Because, of the systems I can think of that don't limit how many free actions you can take, there are still things preventing infinite free actions. Some free actions can only be taken once a round. Others are conditional and activating them and you won't meet that condition after taking it the first time (eg, a free action to drop an item only works if you're carrying an item).

So you'll have to name specific free actions that can be taken indefinitely.

>science of logic
Have you ever seen a logic?

>level up
>put points into a knowledge skill
>you now remember information that was in your head the entire time

>So you'll have to name specific free actions that can be taken indefinitely.

Taking a breath?
Blinking?
Thinking a thought?

Which systems explicitly forbid you from doing these things more than once?

What systems make those mechanical actions?

Which systems define breathing as a free action?

Free action isn't a catch-all; there are things that aren't ANY kind of action, like a 3.5e Barbarian entering a Rage (look it up, there's no action type, it's just something you can do).

I don't remember how it went entirely, but I think it was THE big philosophical problem of the pre-Socratic thinkers. There was this philosopher whose name I had forgotten who divided all things into two categories: that what exists and that what does not exist. That what exists cannot not exist, and that what does not exist cannot exist. Because humans were finite in their existes they exist, but at some point they do not exist.
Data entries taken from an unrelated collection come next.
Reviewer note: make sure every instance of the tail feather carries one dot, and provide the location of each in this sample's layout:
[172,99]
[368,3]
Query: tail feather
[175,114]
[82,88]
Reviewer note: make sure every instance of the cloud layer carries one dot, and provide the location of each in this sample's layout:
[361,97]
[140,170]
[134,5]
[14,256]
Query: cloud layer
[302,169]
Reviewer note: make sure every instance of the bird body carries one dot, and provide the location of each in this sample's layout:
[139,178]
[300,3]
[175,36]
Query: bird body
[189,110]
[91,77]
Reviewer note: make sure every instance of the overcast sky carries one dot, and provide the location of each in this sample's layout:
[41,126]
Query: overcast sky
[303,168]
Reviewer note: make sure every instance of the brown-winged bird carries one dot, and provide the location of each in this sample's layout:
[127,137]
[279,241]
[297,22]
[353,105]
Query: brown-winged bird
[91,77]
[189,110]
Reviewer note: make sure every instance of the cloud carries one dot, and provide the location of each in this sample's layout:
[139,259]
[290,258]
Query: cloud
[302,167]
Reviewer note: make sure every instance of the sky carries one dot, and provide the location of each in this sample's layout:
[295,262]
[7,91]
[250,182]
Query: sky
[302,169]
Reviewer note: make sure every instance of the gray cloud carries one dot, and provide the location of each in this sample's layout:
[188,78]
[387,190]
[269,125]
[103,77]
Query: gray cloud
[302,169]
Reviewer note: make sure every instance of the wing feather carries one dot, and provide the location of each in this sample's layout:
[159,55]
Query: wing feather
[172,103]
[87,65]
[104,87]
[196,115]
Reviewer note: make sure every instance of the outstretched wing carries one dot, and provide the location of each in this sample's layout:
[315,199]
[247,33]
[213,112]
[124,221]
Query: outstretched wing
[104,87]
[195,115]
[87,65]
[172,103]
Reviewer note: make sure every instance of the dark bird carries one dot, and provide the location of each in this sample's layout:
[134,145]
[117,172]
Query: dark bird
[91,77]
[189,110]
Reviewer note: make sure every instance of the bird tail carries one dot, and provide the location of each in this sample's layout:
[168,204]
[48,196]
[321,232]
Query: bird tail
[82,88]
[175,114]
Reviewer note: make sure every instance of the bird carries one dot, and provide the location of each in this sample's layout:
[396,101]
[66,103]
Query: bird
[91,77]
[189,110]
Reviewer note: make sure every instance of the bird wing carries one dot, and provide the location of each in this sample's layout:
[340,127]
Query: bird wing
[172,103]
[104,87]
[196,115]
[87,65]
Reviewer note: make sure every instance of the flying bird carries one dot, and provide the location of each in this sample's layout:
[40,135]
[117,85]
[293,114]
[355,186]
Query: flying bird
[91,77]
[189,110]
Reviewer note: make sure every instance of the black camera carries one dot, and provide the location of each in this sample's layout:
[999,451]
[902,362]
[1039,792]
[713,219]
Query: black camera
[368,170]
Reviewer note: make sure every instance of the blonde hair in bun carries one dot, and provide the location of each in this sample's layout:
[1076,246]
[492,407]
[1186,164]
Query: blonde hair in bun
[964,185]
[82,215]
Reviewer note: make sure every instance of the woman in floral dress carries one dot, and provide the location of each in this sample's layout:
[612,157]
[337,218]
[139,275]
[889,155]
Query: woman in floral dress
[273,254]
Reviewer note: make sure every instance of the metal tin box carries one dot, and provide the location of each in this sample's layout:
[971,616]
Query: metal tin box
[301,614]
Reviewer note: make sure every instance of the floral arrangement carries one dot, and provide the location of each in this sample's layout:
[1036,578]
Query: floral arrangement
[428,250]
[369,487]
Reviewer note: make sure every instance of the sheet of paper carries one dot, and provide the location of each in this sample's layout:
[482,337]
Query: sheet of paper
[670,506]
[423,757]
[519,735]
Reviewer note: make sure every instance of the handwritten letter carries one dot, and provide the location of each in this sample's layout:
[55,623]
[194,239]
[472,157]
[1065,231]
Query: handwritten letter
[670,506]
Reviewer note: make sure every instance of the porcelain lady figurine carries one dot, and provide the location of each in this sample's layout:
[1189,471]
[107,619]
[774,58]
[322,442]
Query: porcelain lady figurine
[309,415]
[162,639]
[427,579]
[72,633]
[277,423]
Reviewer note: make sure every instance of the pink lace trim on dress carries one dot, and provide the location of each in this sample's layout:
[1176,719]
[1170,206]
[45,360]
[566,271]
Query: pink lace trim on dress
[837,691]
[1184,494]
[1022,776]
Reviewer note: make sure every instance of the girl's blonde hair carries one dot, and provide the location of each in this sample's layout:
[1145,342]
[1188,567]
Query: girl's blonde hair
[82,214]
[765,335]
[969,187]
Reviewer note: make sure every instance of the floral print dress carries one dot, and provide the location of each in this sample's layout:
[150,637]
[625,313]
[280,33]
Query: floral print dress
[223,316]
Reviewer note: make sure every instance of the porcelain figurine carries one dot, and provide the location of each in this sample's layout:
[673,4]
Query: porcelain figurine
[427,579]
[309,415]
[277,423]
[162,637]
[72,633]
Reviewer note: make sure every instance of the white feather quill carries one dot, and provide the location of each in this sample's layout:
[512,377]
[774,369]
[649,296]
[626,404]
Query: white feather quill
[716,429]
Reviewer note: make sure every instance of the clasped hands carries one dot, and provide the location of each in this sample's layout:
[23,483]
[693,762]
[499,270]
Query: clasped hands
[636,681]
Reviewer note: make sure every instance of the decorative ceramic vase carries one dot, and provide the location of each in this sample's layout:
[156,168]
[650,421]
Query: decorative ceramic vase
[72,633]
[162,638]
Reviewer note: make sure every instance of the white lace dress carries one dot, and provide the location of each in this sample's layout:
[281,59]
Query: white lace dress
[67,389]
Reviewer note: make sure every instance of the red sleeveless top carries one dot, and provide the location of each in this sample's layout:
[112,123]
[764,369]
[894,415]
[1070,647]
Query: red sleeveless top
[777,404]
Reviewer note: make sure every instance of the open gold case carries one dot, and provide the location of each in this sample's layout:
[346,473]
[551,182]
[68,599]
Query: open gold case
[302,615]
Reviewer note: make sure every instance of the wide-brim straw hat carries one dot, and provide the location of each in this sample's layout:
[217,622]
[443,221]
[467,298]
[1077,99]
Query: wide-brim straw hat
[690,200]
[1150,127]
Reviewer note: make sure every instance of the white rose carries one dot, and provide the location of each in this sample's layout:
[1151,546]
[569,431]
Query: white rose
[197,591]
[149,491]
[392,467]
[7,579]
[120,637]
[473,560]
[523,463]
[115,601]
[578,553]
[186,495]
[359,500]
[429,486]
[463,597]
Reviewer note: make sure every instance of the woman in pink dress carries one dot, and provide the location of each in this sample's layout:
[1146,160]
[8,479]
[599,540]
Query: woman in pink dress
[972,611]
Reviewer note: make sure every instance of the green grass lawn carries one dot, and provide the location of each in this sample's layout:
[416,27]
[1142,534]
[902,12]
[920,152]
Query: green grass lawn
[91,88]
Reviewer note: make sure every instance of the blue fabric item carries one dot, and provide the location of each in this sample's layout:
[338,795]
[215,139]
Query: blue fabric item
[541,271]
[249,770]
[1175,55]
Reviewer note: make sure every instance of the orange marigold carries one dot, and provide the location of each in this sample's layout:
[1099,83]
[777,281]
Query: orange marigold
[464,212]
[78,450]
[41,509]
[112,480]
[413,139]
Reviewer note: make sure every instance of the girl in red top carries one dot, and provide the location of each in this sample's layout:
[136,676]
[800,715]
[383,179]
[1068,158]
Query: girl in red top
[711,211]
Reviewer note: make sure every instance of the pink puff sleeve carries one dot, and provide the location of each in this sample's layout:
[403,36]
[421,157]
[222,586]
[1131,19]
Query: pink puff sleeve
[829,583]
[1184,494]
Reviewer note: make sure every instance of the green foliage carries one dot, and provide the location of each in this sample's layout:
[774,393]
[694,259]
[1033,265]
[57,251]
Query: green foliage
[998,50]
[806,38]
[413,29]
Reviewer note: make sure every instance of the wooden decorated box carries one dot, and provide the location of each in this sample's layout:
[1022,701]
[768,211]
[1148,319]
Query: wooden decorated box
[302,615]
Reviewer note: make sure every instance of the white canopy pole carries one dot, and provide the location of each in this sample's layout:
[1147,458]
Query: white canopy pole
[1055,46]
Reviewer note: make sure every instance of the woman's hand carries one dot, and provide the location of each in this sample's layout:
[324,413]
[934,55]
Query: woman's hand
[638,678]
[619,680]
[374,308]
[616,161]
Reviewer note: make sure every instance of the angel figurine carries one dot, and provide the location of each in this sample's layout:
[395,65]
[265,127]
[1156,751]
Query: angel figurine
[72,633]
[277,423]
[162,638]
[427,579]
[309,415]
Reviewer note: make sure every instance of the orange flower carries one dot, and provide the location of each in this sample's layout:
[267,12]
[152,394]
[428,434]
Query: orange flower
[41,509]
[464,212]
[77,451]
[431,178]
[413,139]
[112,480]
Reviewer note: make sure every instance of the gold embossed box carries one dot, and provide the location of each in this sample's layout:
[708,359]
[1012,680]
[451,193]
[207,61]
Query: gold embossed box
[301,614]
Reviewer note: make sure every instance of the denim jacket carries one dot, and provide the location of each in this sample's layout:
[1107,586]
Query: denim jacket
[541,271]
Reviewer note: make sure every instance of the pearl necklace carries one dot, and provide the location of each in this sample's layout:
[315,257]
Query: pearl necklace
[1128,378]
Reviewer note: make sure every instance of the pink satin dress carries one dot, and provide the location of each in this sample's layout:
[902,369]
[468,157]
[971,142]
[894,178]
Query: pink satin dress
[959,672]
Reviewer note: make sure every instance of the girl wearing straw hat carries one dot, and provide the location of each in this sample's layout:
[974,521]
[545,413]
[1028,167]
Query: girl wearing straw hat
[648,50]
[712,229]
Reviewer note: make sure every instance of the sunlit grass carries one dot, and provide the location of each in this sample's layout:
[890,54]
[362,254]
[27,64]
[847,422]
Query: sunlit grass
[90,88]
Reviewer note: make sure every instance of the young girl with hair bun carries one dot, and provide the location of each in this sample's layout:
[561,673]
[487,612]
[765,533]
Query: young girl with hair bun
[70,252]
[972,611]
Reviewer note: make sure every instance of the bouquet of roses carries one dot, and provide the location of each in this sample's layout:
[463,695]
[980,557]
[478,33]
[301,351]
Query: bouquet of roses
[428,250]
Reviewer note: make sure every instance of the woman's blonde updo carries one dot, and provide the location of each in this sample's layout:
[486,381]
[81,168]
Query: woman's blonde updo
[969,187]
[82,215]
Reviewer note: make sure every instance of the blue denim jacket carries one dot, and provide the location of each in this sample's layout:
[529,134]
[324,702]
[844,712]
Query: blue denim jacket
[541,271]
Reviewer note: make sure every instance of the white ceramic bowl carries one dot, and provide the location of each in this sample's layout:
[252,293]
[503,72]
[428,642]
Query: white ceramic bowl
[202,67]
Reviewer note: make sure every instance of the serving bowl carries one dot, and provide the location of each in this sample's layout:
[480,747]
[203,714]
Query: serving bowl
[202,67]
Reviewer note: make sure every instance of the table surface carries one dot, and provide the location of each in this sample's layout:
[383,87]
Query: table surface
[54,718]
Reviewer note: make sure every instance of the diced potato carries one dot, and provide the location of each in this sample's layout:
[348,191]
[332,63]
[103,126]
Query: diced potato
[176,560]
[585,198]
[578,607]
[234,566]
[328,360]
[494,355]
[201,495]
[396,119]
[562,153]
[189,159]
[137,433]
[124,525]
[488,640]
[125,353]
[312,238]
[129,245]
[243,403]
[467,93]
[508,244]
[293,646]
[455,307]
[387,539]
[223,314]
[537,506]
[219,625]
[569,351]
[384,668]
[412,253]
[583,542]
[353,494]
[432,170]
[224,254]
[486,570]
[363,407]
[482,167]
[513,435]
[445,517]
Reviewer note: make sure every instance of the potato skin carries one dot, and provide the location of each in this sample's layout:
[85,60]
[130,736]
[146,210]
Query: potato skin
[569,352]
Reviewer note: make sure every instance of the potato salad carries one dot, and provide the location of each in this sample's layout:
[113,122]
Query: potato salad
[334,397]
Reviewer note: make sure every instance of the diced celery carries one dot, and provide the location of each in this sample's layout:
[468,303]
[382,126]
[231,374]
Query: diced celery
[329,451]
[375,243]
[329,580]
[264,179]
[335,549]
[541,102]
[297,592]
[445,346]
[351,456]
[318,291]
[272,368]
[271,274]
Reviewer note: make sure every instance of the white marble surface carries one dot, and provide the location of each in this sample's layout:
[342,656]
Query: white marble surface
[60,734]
Therefore they are a logical paradox and cannot exist... or something like that.

I think Socrates and Plato solved this with the concept of an eternal soul, which eventually slipped into Christianity (Jews actually believed and believe in a bodily ressurection on the day of judgement, as do Christian materialists who deny the existence of a soul).

Maybe someone more familliar with pre-Socratic philosophy can clarify where I dropped the ball.

>There was this philosopher whose name I had forgotten

Parmenides is his name.

D&D, all editions. For the last one at least.

If I had to guess, FATAL

I don't really get how humans being mortal would make that a paradox? Just because you stop living means you do not cease to exist.

Separation of mind and body wasn't a thing back then.

When did separation of mind and body emerge in philosophy?

Where?

"I think, therefore, I am" was the original precursor to it, probably.

Décartes tackled it directly but its been explored since ancient greece

No, we're not fucking nerds.

Here's a fun thought on that:

If you break this concept down to a cube you'll find that a two dimensional being is only ever walking along the outer surface of the higher dimensional shape. They never enter or even become aware of whatever is inside the cube.

Extrapolate this concept up into higher dimensions and you find that three dimensional beings traveling through the rooms of a hyper-cube are not actually inside it, but moving along its surface. Anything inside the tesseract is still unreachable to them.

Blow the bomb, fuck chinks.

But the point of the chinese room is that he isn't a chink.

It's largely irrelevant, even if something smaller than (minimal unit of measurement) existed, it still wouldn't create infinitesimals.

Too late, I made the call.

I play by my own rules man.

Thanks!

Around Socrates or Plato, I think. I think Plato's mind-body dualism arose mostly to solve that problem, with the mind being eternal and the body perishable.

So you stand by your decision. I respect that.